[00:00:00] Speaker 1: Pour la première fois depuis 2020, depuis 6 ans donc, Donald Trump est attendu à Davos. Malgré ses 3 heures de retard sur le programme, le président des Etats-Unis arrivera dans la station suisse en début d'après-midi. Vous apercevez ici les dernières images du site où est arrivé, on me le signale, il y a quelques instants, une partie de la délégation américaine, annoncée comme une armada, Jared Kushner ou encore Steve Witkoff, que vous apercevez ici, le gendre du président américain, accompagné par ces hommes qui vont prendre place dans cette salle. Tout à l'heure, il est attendu de pied ferme par les participants Donald Trump. Il va s'exprimer donc tout à l'heure au sein de ce forum économique, un discours en forme de réponse aux Européens qui ont donné le ton hier sur le Groenland, un face-à-face qui s'annonce pour le moins tendu, comme nous le raconte tout de suite Olivier Fessol.
[00:00:53] Speaker 2: C'est un départ en deux temps pour Donald Trump. Après un premier décollage pour Davos, l'avion du président américain doit rebrousser chemin en raison d'une avarie technique. Au milieu de la nuit, il finit par embarquer dans un second vol. Son discours dans la station suisse devrait donc être retardé, mais n'en sera pas moins scruté de près ce mercredi. Quelques heures plus tôt, il martelait une nouvelle fois l'objectif d'annexer le Groenland.
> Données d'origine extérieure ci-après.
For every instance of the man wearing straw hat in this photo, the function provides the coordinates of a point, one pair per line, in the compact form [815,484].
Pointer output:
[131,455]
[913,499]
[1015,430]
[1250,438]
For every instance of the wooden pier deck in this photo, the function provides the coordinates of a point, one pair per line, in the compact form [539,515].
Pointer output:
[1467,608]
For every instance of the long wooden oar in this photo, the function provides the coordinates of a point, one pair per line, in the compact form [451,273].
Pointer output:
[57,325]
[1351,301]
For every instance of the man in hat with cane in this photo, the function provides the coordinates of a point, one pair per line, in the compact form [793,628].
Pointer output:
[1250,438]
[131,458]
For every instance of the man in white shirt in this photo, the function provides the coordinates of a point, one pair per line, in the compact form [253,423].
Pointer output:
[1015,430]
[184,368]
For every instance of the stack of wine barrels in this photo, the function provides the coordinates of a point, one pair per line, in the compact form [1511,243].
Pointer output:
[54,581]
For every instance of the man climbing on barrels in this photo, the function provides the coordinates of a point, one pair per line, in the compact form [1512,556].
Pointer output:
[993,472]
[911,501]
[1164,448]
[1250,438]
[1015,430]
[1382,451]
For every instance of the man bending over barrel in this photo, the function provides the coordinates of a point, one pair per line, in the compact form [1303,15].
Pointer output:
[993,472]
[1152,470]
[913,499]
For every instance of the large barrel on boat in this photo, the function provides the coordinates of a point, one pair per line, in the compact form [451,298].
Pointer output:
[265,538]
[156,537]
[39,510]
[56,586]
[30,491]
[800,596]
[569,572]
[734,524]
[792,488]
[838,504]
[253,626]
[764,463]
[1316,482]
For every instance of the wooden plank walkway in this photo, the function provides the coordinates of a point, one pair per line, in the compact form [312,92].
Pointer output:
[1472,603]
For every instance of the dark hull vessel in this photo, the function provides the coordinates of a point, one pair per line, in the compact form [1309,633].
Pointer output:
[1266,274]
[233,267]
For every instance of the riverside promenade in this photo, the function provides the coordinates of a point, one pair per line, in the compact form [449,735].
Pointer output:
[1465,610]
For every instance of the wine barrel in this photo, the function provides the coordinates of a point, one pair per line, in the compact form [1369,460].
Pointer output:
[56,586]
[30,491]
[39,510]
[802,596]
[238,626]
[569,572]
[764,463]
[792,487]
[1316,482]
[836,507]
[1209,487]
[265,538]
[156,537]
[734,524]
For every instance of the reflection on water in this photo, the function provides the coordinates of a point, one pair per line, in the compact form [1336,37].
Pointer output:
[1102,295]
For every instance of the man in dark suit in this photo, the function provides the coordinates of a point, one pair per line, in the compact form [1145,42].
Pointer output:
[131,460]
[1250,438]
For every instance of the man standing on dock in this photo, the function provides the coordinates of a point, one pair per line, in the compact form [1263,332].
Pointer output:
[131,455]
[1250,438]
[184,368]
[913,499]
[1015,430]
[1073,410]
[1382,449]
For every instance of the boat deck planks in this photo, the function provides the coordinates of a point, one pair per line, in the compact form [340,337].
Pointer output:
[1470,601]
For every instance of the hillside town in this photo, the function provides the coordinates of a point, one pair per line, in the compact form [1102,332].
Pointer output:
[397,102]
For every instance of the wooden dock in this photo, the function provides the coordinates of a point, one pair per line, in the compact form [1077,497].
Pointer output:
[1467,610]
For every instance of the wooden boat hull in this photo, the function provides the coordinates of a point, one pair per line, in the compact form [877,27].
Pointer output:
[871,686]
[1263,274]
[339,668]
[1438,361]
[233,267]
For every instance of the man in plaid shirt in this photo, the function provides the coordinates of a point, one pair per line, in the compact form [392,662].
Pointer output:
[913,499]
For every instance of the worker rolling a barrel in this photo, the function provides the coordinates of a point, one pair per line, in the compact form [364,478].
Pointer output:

[00:01:21] Speaker 3: Nous construisons un système antimissile, le Dôme doré, et posséder le Groenland rendra ce droit. Le Dôme doré est beaucoup plus efficace. Et même au-delà de la défense antimissile, c'est tellement important pour le Dôme doré. C'est tellement important pour la sécurité nationale et internationale.
[00:01:36] Speaker 2: A Davos, plusieurs réunions sur le sujet sont prévues, alors que la crise fait rage entre l'Union européenne et Washington. Ce mardi, Emmanuel Macron n'a pas mâché ses mots.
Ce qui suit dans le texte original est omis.